When that policy was overturned in district court, Emilie Jackson-Edney was one of the first people in Idaho to apply for a corrected birth certificate. Jackson-Edney, who sits on the board of the Pride Foundation in Boise, said she had started her application process eight years earlier but that the long wait was worth it.

“It’s necessary to navigate safely through society with minimal harassment and minimal scrutiny,” Jackson-Edney told VICE, noting that a third of trans people without a corrected birth certificate report experiencing mistreatment and even physical violence as a result. “It’s a safety issue. For trans people having concurrent identity documents that reflect their gender identity is really critical, and not being able to have them would be very difficult.”

What makes these bills particularly hurtful for trans people in Idaho is the timing of the legislation. They were pushed through the state Senate during the same week that municipalities across the country took measures to curb the spread of coronavirus, also known as COVID-19. And yet in Idaho, little has been done to stop its citizens from contracting coronavirus.

“I haven’t seen one thing from the [state] government other than telling us to wash our hands, and I honestly don’t think that we’re taking it very seriously,” said Yarit Rodriguez, who runs a support group for trans youth in Idaho, told VICE. He added that it “doesn’t make sense” to him why passing anti-trans bills is “more important than an outbreak affecting multiple communities.”

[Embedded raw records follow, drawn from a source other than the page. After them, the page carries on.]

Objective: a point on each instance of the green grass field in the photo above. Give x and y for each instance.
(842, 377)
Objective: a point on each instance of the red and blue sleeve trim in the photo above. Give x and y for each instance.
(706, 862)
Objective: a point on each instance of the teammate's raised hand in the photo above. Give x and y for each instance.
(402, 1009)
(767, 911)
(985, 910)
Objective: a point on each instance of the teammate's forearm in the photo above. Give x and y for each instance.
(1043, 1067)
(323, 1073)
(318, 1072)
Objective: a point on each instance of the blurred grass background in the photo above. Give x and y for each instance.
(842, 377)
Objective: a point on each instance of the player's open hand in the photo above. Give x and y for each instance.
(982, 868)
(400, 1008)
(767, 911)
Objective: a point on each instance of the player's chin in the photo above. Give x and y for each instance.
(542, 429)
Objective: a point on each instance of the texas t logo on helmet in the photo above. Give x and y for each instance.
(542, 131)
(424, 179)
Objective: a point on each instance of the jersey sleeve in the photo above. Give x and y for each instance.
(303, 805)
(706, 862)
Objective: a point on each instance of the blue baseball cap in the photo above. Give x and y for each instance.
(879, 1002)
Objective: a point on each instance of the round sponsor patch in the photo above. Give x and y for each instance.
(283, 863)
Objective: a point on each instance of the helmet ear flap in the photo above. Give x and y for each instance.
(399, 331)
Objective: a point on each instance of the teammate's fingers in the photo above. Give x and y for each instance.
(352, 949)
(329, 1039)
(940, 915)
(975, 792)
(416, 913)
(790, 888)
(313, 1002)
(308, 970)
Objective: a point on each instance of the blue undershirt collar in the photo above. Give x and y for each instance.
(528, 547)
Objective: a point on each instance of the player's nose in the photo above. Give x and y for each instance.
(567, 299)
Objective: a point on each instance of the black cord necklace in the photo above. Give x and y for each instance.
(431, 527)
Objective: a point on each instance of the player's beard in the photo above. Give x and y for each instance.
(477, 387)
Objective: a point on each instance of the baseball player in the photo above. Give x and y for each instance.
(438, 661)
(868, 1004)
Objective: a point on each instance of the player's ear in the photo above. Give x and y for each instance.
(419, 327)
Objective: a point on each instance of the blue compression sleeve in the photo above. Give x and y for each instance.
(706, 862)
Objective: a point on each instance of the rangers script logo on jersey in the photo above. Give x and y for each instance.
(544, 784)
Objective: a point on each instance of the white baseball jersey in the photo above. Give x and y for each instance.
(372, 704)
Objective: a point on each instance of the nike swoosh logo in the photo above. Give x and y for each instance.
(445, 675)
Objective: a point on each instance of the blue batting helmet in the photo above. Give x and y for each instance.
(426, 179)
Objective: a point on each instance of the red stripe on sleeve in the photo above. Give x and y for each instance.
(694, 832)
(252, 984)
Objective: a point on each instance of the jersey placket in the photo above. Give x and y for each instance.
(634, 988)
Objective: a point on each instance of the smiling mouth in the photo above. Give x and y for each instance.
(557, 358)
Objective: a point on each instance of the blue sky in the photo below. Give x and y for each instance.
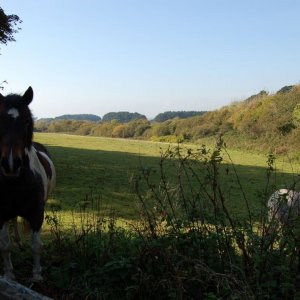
(149, 56)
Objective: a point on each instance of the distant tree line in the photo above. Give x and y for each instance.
(262, 121)
(122, 116)
(176, 114)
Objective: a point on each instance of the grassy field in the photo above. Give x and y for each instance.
(101, 168)
(207, 251)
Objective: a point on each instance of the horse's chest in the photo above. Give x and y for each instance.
(20, 195)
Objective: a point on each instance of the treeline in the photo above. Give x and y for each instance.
(177, 114)
(257, 122)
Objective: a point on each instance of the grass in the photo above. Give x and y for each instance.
(102, 167)
(194, 238)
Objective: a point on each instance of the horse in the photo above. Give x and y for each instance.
(284, 205)
(27, 177)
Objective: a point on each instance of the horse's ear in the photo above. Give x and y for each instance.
(28, 95)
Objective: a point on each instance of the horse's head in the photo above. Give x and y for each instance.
(16, 130)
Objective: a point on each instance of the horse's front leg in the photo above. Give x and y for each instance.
(5, 251)
(36, 245)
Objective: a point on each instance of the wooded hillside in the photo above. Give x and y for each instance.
(262, 121)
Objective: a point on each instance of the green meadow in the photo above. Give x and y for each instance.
(196, 228)
(102, 168)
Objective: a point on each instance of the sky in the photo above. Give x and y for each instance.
(149, 56)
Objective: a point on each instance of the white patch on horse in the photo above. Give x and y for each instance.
(13, 112)
(11, 161)
(37, 167)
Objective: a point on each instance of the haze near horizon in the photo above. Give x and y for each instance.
(149, 56)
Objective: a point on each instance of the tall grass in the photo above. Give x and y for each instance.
(187, 244)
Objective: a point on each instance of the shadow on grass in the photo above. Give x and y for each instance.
(84, 176)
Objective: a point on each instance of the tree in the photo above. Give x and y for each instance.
(8, 27)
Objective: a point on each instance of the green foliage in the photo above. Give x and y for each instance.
(8, 28)
(186, 244)
(261, 122)
(122, 116)
(79, 117)
(162, 117)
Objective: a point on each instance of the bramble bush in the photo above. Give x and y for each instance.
(187, 244)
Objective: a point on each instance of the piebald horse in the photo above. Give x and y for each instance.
(27, 177)
(284, 205)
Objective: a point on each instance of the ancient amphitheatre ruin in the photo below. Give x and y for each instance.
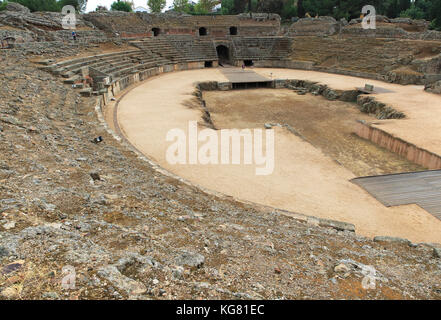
(85, 182)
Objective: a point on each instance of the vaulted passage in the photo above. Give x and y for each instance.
(156, 32)
(223, 54)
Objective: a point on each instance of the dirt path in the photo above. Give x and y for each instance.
(304, 179)
(327, 125)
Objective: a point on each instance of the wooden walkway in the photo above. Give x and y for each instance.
(422, 188)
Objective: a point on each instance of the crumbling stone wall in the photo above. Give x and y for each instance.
(140, 24)
(321, 26)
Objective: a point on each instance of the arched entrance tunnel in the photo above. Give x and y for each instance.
(223, 54)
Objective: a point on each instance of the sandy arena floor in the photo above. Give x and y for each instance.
(305, 179)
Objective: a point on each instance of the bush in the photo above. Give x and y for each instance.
(121, 6)
(3, 5)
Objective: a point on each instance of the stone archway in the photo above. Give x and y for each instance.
(156, 32)
(223, 54)
(202, 31)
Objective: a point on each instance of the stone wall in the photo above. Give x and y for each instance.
(141, 24)
(411, 152)
(321, 26)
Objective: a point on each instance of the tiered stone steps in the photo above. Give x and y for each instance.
(115, 65)
(179, 48)
(258, 48)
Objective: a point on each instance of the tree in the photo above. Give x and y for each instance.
(180, 5)
(156, 5)
(3, 5)
(79, 5)
(101, 8)
(300, 8)
(207, 5)
(121, 6)
(289, 9)
(39, 5)
(436, 13)
(239, 6)
(227, 7)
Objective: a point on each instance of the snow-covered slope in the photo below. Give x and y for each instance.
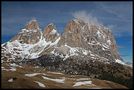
(79, 39)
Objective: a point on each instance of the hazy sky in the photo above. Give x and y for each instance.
(115, 15)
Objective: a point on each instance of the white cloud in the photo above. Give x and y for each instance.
(86, 17)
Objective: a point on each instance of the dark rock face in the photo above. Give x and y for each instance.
(50, 33)
(82, 49)
(30, 34)
(97, 39)
(95, 69)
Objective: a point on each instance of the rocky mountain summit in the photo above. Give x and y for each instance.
(83, 49)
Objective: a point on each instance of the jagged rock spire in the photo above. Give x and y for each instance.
(32, 25)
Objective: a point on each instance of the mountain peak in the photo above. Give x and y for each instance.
(32, 25)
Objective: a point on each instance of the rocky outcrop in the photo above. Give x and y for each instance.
(50, 33)
(30, 34)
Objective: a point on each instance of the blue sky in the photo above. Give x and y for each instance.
(115, 15)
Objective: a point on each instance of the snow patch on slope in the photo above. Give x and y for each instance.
(55, 80)
(40, 84)
(82, 83)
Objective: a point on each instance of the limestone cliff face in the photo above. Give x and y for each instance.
(30, 34)
(79, 39)
(94, 38)
(50, 33)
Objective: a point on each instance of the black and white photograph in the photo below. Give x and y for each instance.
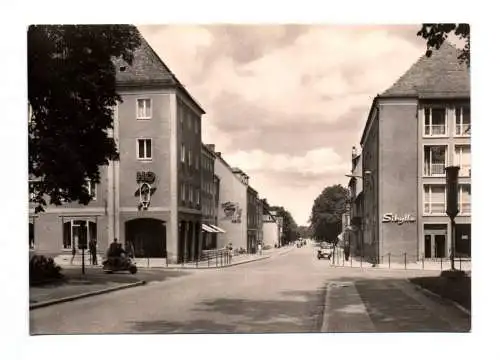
(209, 179)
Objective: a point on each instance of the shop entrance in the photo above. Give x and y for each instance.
(435, 240)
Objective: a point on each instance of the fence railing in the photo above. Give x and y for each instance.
(403, 260)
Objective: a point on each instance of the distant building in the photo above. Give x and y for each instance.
(209, 198)
(232, 209)
(414, 130)
(252, 221)
(150, 198)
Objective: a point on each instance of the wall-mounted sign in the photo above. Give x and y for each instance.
(400, 220)
(145, 177)
(232, 211)
(144, 189)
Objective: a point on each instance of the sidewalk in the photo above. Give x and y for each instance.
(77, 285)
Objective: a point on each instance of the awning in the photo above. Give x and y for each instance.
(207, 228)
(217, 229)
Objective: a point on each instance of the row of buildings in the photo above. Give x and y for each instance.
(414, 130)
(169, 196)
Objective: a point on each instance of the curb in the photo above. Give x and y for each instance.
(433, 294)
(84, 295)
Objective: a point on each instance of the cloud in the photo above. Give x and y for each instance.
(286, 103)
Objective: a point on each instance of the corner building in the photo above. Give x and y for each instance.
(414, 131)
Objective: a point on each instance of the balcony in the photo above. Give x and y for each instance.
(465, 171)
(435, 169)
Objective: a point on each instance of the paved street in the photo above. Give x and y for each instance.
(294, 292)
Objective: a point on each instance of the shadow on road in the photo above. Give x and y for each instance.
(359, 305)
(302, 313)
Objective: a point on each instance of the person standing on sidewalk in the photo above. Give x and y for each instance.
(93, 251)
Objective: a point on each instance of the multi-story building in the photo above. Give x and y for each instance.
(209, 201)
(252, 221)
(232, 211)
(414, 130)
(150, 198)
(260, 229)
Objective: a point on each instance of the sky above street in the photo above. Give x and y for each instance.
(286, 103)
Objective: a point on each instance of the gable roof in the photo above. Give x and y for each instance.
(440, 76)
(148, 69)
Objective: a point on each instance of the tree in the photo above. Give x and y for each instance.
(326, 213)
(289, 230)
(436, 34)
(71, 92)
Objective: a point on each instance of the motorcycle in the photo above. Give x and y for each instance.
(113, 264)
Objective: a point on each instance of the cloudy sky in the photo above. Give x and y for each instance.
(286, 103)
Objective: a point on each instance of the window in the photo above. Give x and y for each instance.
(462, 159)
(77, 233)
(464, 198)
(462, 121)
(92, 189)
(434, 160)
(183, 153)
(435, 121)
(434, 199)
(143, 109)
(144, 149)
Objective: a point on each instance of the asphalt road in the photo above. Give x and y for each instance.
(286, 293)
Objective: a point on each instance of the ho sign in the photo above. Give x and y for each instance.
(400, 220)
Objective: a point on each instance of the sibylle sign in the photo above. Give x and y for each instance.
(400, 220)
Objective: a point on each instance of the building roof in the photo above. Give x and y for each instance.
(440, 76)
(148, 69)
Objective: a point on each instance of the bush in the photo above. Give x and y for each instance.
(43, 269)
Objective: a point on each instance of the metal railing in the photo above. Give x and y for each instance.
(403, 261)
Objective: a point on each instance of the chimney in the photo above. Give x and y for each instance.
(210, 147)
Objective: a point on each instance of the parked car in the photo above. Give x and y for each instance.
(325, 251)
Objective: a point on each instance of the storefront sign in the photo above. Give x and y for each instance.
(400, 220)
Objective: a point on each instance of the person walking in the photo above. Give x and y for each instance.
(93, 251)
(73, 253)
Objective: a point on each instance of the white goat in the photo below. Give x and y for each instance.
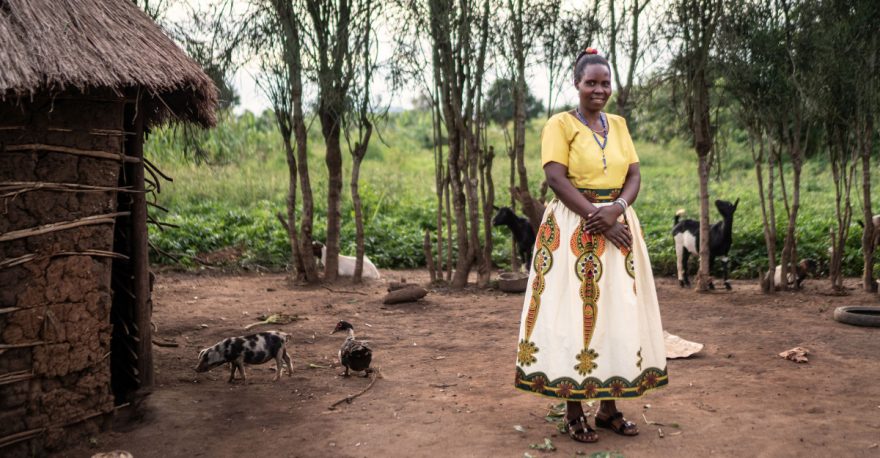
(801, 271)
(347, 263)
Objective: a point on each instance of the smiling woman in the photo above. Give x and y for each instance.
(590, 327)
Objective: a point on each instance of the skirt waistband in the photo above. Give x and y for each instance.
(600, 195)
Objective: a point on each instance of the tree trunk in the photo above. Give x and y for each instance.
(704, 275)
(295, 257)
(447, 193)
(333, 159)
(514, 258)
(465, 256)
(789, 250)
(487, 194)
(768, 222)
(519, 118)
(358, 214)
(292, 58)
(869, 235)
(439, 181)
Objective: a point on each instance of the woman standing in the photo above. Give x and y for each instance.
(590, 323)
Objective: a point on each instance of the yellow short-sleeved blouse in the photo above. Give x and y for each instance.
(568, 141)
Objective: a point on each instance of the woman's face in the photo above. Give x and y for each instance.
(594, 88)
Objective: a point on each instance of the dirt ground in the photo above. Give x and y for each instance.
(447, 365)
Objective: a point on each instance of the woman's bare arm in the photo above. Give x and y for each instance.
(557, 179)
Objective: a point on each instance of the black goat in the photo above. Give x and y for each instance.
(522, 231)
(686, 234)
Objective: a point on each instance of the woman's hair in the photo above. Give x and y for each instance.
(587, 57)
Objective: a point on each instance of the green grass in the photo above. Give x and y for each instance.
(228, 198)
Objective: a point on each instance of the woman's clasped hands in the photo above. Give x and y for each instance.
(604, 221)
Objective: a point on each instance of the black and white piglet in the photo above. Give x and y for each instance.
(251, 349)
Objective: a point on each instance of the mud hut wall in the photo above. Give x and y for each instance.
(55, 326)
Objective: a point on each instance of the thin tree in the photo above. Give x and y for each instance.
(459, 36)
(359, 117)
(630, 35)
(694, 24)
(749, 46)
(567, 32)
(289, 22)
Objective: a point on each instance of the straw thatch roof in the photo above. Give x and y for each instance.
(61, 44)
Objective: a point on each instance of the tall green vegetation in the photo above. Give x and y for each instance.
(693, 24)
(764, 91)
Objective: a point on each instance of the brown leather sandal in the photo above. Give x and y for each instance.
(580, 431)
(618, 424)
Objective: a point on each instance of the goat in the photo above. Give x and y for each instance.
(346, 264)
(805, 268)
(686, 234)
(521, 229)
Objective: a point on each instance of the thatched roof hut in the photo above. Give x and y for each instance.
(81, 81)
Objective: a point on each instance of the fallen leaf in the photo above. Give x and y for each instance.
(605, 454)
(546, 446)
(796, 354)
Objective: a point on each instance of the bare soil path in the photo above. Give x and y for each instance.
(447, 365)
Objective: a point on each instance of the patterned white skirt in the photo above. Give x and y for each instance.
(590, 325)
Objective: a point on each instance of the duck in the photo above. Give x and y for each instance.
(354, 354)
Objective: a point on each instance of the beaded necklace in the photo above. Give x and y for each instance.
(604, 141)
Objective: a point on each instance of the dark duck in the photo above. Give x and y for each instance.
(354, 354)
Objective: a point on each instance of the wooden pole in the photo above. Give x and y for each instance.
(140, 255)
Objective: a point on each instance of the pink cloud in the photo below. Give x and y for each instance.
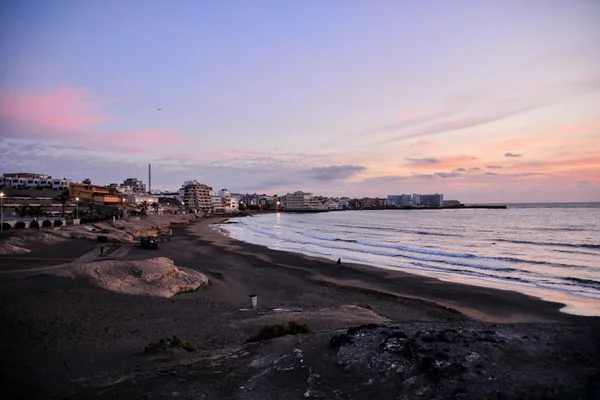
(411, 113)
(69, 114)
(422, 143)
(65, 110)
(155, 137)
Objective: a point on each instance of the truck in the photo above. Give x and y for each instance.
(149, 242)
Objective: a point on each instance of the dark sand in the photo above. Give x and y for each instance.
(65, 339)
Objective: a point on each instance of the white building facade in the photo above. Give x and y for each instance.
(402, 200)
(196, 196)
(300, 201)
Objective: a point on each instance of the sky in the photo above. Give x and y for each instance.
(483, 101)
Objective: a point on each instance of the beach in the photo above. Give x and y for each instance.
(65, 338)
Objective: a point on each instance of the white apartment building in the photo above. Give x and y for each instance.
(432, 200)
(196, 196)
(231, 205)
(332, 205)
(402, 200)
(34, 181)
(137, 186)
(300, 201)
(217, 204)
(137, 198)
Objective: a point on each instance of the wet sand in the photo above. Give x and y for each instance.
(61, 337)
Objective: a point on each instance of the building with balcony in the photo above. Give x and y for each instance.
(217, 203)
(196, 196)
(93, 193)
(299, 201)
(26, 180)
(432, 200)
(402, 200)
(133, 185)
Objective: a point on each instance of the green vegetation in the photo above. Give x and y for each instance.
(144, 207)
(63, 198)
(272, 331)
(162, 344)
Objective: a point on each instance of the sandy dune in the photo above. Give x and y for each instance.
(153, 277)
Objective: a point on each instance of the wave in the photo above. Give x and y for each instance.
(584, 282)
(388, 229)
(574, 245)
(475, 261)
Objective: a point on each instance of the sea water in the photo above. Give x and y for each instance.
(551, 251)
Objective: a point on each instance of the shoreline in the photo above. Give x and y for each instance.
(73, 339)
(477, 302)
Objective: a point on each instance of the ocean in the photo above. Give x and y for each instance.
(551, 251)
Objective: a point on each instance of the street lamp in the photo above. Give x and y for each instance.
(1, 212)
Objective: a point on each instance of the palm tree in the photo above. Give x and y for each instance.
(91, 206)
(63, 198)
(144, 205)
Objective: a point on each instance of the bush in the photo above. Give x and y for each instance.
(162, 344)
(272, 331)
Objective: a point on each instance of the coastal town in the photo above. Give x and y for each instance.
(28, 196)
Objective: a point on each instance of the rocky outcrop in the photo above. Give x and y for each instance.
(152, 277)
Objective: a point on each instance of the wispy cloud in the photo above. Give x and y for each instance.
(338, 172)
(456, 118)
(68, 110)
(419, 161)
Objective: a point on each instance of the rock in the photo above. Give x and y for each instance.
(398, 334)
(340, 340)
(355, 329)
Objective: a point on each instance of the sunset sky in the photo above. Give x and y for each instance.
(484, 101)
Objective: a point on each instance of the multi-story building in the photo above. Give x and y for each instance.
(432, 200)
(27, 180)
(196, 196)
(402, 200)
(370, 202)
(250, 199)
(93, 193)
(452, 203)
(217, 203)
(137, 186)
(300, 201)
(230, 204)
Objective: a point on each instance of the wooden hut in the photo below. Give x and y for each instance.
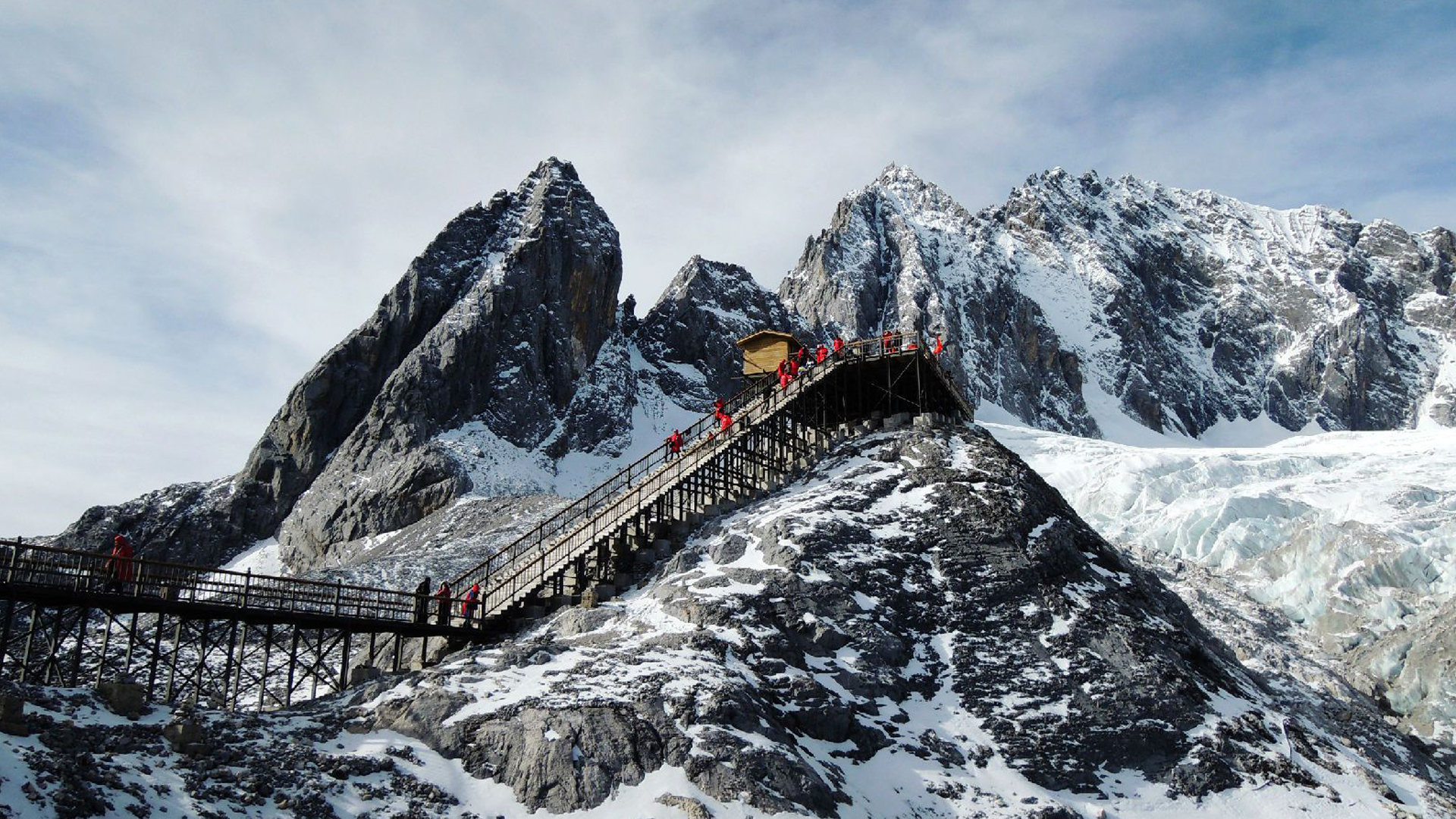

The lack of statewide action on coronavirus is particularly personal for Hecox, who was being forced out of her dorm at Boise State as she spoke over the phone on Thursday. The university sent an email to students earlier the same day ordering anyone who hadn’t already abandoned campus housing to evacuate the premises within the week. Although many students who have family in the area have the option to simply move back home, it wasn’t so easy for her.

“I was living with my grandparents in California before,” she said. “They don’t want another person living with them because of their age. They are susceptible to having a bad reaction to the virus or dying.”

To keep Hecox from being homeless, her mother is uprooting her life in California to move to Boise. Even as the federal government debates a trillion-dollar stimulus package that would provide greater assistance to families like hers, which have been forced into impossible situations, Hecox noted that Idaho lawmakers had yet to make any similar moves. The Senate wrapped for the year on Thursday, while the House finished up the following day.

“They have not passed any legislation for that,” she said of a statewide coronavirus relief effort. “They don’t have their priorities straight.”